Der Vermieter ist gemäß § 535 Abs. 1 Satz 2 BGB zur Überlassung und Erhaltung der Mietsache in einem vertragsmäßigem, d.h. mangelfreien Zustand verpflichtet.

Liegt jedoch ein Mangel vor, muss der Mieter den Vermieter davon in Kenntnis setzten. Der Mieter kann zwar direkt den Bruttomietzins um eine bestimmte Summe kürzen, es stellt sich jedoch die Frage in welcher Höhe. Wird demnach die Kürzung zu hoch angesetzt, riskiert der Mieter die Kündigung und möglicherweise die darauffolgende Räumungsklage. Der Mieter hat auch die Möglichkeit die Miete unter dem Vorbehalt der Mietminderung zu zahlen.

Die Mängelbeeinträchtigungen können sehr unterschiedlich sein.

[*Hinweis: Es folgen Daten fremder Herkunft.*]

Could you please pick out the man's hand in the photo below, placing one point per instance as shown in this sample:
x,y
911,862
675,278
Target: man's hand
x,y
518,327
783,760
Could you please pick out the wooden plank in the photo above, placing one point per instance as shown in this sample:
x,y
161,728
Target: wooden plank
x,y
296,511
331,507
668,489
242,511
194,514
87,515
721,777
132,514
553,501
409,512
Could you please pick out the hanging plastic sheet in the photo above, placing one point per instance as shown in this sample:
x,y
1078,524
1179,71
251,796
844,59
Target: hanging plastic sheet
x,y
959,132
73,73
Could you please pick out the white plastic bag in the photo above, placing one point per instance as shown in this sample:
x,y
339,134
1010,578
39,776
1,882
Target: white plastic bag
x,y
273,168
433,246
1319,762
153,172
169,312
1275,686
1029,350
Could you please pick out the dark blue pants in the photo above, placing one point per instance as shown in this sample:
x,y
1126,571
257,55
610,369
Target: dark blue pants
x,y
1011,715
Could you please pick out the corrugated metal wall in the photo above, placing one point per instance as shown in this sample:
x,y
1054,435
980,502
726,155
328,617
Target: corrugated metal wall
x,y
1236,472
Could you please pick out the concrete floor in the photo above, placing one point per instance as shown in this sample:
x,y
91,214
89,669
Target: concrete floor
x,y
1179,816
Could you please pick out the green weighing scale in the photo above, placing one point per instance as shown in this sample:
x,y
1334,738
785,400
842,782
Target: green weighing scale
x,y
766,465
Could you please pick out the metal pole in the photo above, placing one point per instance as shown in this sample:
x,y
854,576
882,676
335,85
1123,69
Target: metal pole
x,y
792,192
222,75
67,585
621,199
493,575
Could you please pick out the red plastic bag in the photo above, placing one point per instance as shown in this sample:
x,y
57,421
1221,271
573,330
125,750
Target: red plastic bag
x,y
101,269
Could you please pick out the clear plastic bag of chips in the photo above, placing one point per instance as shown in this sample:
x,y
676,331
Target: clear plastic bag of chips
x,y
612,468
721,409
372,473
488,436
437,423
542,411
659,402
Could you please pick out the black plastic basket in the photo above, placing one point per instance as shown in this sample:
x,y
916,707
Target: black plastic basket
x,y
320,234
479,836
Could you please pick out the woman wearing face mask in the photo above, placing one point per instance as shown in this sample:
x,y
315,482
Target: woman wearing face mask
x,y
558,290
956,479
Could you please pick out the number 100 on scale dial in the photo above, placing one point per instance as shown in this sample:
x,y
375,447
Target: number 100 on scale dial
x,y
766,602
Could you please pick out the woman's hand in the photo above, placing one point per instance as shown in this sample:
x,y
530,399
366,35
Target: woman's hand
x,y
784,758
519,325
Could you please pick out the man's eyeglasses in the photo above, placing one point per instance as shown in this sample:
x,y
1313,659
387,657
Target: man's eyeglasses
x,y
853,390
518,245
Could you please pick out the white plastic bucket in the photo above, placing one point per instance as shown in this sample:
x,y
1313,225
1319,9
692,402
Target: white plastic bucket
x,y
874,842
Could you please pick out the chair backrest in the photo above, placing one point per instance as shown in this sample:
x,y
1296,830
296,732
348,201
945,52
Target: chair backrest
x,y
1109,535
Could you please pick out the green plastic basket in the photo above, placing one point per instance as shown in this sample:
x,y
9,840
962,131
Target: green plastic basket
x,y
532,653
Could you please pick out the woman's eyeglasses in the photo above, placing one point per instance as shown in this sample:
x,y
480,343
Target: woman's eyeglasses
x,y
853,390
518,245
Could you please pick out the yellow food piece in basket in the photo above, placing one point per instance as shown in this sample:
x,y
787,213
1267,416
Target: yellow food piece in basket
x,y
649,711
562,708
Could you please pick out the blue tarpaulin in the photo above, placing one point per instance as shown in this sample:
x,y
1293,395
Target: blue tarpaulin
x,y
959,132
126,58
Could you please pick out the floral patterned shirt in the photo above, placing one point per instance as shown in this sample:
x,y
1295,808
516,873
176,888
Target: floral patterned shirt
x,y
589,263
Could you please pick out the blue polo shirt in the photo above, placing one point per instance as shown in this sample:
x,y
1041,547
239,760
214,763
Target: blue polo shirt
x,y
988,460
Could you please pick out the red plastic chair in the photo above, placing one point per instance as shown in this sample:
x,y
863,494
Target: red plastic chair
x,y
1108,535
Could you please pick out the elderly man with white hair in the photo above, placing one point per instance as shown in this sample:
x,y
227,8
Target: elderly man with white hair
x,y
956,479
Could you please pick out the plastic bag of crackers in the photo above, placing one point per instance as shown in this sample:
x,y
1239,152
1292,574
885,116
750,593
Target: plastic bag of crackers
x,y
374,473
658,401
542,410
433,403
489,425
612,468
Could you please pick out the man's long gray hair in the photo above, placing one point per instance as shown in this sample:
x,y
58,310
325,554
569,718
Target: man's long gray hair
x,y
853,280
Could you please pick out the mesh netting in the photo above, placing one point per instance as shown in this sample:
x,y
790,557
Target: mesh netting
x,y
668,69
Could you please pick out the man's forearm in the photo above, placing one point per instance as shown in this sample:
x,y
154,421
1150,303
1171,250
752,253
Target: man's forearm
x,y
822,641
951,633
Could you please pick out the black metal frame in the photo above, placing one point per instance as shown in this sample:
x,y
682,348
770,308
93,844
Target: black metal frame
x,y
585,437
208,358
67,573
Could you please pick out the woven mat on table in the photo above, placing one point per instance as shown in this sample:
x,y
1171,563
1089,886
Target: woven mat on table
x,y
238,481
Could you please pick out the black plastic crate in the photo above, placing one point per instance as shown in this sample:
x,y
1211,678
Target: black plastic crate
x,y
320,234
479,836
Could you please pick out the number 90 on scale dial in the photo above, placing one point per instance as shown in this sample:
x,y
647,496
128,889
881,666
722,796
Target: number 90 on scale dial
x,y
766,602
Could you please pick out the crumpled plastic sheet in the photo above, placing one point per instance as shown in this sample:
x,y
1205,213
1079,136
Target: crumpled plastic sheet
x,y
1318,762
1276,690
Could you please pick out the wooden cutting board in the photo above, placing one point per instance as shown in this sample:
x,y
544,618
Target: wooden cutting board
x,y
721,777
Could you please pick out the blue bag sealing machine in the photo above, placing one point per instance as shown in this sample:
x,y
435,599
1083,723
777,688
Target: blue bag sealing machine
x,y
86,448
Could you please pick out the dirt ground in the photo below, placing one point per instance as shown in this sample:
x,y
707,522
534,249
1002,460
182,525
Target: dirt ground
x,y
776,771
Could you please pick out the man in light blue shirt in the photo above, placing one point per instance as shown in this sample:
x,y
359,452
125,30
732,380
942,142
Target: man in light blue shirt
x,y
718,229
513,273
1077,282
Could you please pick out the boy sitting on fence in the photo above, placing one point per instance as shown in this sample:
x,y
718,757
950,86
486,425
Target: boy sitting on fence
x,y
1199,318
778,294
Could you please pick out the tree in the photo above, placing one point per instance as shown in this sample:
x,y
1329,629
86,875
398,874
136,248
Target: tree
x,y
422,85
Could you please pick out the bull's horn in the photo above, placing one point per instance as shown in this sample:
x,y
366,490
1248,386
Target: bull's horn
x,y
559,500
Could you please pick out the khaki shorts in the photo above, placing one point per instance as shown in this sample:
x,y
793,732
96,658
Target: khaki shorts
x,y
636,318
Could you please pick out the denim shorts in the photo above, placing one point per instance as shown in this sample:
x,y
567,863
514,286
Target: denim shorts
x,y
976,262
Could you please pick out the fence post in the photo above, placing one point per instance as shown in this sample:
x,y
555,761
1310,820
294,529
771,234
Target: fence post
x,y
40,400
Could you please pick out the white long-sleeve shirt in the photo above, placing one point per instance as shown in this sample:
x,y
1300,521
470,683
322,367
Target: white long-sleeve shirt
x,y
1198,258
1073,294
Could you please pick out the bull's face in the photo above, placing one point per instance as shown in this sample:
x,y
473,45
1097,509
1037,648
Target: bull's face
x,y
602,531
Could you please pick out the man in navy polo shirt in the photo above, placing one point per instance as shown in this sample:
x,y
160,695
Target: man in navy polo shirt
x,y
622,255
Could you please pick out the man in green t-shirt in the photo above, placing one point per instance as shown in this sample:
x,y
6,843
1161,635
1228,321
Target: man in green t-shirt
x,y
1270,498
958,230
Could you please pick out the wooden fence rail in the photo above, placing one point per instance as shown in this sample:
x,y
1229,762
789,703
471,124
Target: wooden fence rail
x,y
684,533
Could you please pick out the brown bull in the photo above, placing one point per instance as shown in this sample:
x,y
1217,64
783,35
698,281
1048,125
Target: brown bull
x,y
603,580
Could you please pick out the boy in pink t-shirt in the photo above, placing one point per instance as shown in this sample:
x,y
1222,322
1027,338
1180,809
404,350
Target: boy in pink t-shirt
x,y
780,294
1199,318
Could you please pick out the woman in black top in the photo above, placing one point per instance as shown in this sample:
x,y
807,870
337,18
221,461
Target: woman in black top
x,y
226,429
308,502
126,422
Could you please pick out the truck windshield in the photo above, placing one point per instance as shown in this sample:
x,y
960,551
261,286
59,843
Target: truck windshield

Dabei kann es sich um Schimmel in der Wohnung handeln, Lärmbelästigung,  Ungeziefer, Wasserschaden etc. Das Ausmaß der einzelnen Beeinträchtigung spielt bei der Minderungsquote eine große Rolle.

Für Mieter: Sollten Sie Schimmel oder andere Mängel haben und demnach der vertragsmäßige Zustand der Wohnung oder des Hauses beeinträchtigt sein, dann setzten Sie sich mit mir in Kontakt, um eine angemessene Mietminderung durchzusetzten.

Für Vermieter: Haben sie eine vermietete Wohnung oder eine Haus und ihr Mieter kürzt seit Monaten ungerechtfertigt die Miete oder in einem zu hohem Ausmaß, dann kann ich auch Ihnen weiterhelfen Ihre Ansprüche durchzusetzten oder Forderungen abzuwehren.

Mietmangel bei einer 10% kleineren Wohnung

BGH, Urteil vom 24.03.2004 VIII ZR 295/03

Im vorliegenden Fall, war die im Mietvertrag angegebene Mietfläche um 10% kleiner, als die tatsächliche Wohnfläche. Der BGH entschied, dass bei erheblicher Diskrepanz zwischen tatsächlich und vereinbarter Wohnfläche ein Wohnmangel vorliegt.